Hal böyle olunca hububatta gümrük vergilerinin sıfırlanması yeniden gündemimize girecek gibi duruyor.

Hatta şimdi TMO’nun yanı sıra özel sektör de ithalat yetkisi istiyor.

Ama asıl soru şu: İthalat kararı ve fonların düşürülmesine yönelik hamle, çiftçinin hasadı sürerken mi alınacak yoksa hasat sonu beklenecek mi?

İHRACAT ŞARTLARINA YÖNELİK OLASI KARARLAR

Sadece ithalat değil ihracat tarafına yönelik kararların da arifesindeyiz.

Özellikle makarna gibi ihracata konu olan ürünlerin ham madde tedarikinde iç piyasadan temin yerine “önce ithalat” şartı yeniden masada duruyor.

Kuraklık gölgesinde olası senaryoları çoğaltmak mümkün ancak biz öne çıkanlar üzerinde durduk.

Tabii bu konuların gündeme gelmesinin temel sebebi içinde bulunduğumuz kuraklık süreci.

Meteorolojik” ve “tarımsal” kuraklıkla birlikte “hidrolojik” kuraklık ile karşı karşıyayız.

Türkiye genelinde 40’tan fazla il kuraklıktan zarar görmüş durumda.

Mayıs’ta olduğu gibi Haziran ayında da yağışlar yetersiz kalırsa kuraklıktan zarar görecek il sayısının daha da artması bekleniyor.

Sahadan gelen bilgilere göre, buğday, arpa ve kırmızı mercimeğin yanı sıra yeni ekimi gerçekleştirilen çeltik, şekerpancarı, mısır, nohut, patates, yeşil mercimek ve yem bitkileri gibi ürünlerin de kuraklıktan etkilenmeye başladığı bilgisi geliyor.

Kuraklığın sürmesi, ikinci mahsul ekilişlerinde de sıkıntı yaratıyor, kayıp ve hasar riskini artırıyor.
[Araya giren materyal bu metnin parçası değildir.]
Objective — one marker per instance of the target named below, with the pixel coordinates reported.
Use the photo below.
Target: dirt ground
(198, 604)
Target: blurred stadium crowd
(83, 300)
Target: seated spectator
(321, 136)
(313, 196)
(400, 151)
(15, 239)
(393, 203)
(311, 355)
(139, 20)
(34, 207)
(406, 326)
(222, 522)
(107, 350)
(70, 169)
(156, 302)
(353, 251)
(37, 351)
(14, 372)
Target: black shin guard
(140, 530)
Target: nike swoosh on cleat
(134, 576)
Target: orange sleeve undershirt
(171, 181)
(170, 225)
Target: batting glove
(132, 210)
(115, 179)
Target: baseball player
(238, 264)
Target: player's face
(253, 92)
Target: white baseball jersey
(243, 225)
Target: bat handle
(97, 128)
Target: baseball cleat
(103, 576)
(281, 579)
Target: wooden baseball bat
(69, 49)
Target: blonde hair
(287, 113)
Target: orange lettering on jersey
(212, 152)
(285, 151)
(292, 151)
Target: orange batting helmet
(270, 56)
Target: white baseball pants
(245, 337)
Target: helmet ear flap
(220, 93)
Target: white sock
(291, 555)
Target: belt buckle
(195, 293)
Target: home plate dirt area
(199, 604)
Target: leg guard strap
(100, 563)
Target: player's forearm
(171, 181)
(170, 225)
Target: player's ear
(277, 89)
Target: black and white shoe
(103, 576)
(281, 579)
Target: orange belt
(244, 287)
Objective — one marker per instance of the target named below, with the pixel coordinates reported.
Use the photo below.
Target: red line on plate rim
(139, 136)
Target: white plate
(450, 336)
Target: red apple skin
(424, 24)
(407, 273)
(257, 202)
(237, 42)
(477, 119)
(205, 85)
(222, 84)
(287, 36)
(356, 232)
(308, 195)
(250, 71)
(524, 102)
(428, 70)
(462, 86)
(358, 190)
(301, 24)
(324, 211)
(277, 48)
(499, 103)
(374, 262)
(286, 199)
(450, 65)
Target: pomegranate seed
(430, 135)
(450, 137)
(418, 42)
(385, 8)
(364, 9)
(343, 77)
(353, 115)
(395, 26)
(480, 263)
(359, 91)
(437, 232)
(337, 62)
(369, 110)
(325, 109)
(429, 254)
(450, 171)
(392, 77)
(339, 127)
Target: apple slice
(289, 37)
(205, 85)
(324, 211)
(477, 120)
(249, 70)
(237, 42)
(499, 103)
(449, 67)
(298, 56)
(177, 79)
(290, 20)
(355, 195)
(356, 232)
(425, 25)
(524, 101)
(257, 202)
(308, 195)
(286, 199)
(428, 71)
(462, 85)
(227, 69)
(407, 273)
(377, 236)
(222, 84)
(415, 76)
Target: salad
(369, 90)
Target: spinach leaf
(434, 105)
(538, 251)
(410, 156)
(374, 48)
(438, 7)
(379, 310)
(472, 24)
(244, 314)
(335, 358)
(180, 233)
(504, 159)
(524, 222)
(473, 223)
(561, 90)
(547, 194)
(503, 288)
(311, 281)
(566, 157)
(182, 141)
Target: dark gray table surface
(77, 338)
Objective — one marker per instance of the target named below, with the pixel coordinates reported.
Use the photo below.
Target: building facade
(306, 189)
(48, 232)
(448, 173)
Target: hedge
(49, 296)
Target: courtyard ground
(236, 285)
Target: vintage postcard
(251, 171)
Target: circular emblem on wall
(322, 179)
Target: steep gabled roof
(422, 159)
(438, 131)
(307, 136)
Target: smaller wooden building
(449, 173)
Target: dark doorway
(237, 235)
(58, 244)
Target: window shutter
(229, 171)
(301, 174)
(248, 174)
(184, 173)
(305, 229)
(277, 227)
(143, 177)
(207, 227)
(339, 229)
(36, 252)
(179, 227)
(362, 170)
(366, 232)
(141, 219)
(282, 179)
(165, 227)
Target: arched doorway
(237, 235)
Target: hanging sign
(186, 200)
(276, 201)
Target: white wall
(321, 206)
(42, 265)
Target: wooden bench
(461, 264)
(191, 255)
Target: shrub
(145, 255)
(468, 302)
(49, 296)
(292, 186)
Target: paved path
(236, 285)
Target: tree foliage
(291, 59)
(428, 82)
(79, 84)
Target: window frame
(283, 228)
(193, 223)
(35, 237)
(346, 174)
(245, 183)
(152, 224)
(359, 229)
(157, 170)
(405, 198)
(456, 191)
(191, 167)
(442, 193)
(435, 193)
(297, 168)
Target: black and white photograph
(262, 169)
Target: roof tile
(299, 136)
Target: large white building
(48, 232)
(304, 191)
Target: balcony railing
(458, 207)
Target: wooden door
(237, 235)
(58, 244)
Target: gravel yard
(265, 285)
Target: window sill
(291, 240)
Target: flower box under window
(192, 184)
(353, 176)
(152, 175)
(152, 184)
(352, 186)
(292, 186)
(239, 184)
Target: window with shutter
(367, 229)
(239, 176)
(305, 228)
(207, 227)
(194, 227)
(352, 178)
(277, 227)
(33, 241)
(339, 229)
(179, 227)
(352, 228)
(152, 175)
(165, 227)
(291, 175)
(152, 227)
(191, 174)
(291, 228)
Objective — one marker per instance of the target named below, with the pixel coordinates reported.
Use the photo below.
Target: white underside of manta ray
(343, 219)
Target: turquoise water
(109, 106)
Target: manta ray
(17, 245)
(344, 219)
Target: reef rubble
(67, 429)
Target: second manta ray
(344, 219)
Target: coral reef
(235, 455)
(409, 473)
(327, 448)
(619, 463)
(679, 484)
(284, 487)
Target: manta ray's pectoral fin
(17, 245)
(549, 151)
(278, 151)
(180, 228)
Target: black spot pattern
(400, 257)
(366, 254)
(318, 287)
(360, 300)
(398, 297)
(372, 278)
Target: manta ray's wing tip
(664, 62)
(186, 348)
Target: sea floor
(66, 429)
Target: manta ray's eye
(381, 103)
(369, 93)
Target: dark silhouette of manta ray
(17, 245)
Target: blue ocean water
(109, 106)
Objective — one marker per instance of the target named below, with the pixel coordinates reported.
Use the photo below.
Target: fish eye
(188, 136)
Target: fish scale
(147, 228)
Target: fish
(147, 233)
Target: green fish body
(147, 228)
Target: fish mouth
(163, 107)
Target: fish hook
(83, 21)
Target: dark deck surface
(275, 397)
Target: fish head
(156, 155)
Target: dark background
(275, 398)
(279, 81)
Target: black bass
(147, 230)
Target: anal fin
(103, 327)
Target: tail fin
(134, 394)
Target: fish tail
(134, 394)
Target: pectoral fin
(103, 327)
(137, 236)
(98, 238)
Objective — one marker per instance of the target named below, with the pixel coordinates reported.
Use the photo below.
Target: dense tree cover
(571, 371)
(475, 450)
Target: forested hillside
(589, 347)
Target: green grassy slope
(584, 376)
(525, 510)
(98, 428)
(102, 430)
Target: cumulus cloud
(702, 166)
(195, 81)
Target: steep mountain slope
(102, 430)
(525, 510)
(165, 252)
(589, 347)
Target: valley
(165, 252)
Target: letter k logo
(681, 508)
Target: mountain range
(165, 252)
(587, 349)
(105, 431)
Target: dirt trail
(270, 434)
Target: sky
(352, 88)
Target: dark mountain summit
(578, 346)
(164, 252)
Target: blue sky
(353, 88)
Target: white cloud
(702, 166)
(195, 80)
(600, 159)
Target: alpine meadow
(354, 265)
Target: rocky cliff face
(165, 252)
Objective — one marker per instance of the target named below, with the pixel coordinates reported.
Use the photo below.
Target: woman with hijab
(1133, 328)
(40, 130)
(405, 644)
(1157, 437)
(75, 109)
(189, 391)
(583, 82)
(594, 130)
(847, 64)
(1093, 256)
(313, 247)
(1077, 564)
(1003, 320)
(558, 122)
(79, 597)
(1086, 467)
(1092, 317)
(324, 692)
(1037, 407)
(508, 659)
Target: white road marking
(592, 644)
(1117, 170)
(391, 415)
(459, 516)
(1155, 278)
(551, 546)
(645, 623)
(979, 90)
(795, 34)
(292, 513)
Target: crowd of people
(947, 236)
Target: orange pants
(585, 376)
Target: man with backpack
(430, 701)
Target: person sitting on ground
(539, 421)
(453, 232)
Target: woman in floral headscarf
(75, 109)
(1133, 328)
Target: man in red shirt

Bu da gıda sepetindeki birçok ürün üzerinde ek bir enflasyon baskısı yaratıyor.

Aslına bakarsanız geldiğimiz noktada kuraklık meselesi bu işin tuzu biberi oldu.

Zaten hali hazırda tarım sektörünün kronik sorunları çiftçi üzerinde ciddi bir baskı yaratıyor. İthal girdilere dayalı üretim modelinde kur baskısı, çiftçi maliyetlerine her geçen gün daha çok yansıyor. Küresel tarım politikalarındaki hamleler ve uluslararası piyasalardaki hareketler de kırılganlığımızı iyice artırıyor.

Sonuç olarak da karşımıza gıda güvencesini tehdit eden ya da çok daha maliyetli bir hale getiren tablo çıkıyor.

Günün sonunda tarlada, bahçede, çiftlikte üreticinin yaşadığı mağduriyeti, markete giden tüketici de iliklerine kadar hissediyor.